Rechnungsgrundlagen und Finanzierungsverfahren


Grundlagen und Gliederung der Rechnung


Art. 89

1 Für die Durchführung der Unfallversicherung sind einheitliche Rechnungsgrundlagen zu verwenden. Der Bundesrat erlässt Richtlinien.
2 Die Versicherer führen je eine gesonderte Rechnung für:
a. die obligatorische Versicherung der Berufsunfälle und der Berufskrankheiten;
b. die obligatorische Versicherung der Nichtberufsunfälle;
c. die freiwillige Versicherung (Art. 4 und 5).
3 Die Finanzierung jedes dieser Zweige hat selbsttragend zu sein.
4 Rechnungsjahr ist das Kalenderjahr.

Finanzierungsverfahren


Art. 90

1 Die Versicherer wenden zur Finanzierung der Taggelder, der Kosten für die Heilbehandlung und der übrigen kurzfristigen Versicherungsleistungen das Ausgabenumlageverfahren an.
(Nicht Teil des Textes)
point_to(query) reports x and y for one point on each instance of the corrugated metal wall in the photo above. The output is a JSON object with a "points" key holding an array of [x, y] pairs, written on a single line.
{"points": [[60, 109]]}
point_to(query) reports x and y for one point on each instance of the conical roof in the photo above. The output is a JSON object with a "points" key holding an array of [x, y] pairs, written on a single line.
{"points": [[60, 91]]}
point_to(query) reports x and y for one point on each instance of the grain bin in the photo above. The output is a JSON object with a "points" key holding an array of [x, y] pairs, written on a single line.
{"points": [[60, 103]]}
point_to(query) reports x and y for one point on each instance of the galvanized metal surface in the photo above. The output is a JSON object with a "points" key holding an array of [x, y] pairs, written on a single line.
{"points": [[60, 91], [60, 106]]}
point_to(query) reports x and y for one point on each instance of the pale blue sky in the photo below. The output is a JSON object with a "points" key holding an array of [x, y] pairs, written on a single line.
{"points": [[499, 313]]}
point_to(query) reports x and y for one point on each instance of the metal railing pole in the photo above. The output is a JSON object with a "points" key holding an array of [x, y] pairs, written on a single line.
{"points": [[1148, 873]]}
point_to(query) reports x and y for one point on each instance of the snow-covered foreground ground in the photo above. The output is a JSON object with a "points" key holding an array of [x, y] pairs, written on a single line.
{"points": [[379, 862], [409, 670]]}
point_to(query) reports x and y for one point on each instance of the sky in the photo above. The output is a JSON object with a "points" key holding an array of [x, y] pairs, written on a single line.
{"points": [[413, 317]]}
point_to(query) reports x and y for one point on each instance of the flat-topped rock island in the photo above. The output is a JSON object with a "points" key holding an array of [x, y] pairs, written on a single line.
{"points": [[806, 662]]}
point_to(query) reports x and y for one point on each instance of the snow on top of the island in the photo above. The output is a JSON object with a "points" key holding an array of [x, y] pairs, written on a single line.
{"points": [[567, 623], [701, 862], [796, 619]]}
Zur Deckung aller Ausgaben aus bereits eingetretenen Unfällen sind angemessene Rückstellungen vorzunehmen.
2 Die Versicherer wenden zur Finanzierung der Invaliden- und Hinterlassenenrenten das Rentenwertumlageverfahren an. Das Deckungskapital muss für die Deckung aller Rentenansprüche aus bereits eingetretenen Unfällen ausreichen.
3 Die Teuerungszulagen werden aus den Zinsüberschüssen und, soweit diese nicht ausreichen, nach dem Ausgabenumlageverfahren finanziert.
4 Zum Ausgleich von Schwankungen der Betriebsergebnisse sind Reserven zu bestellen. Der Bundesrat erlässt Richtlinien.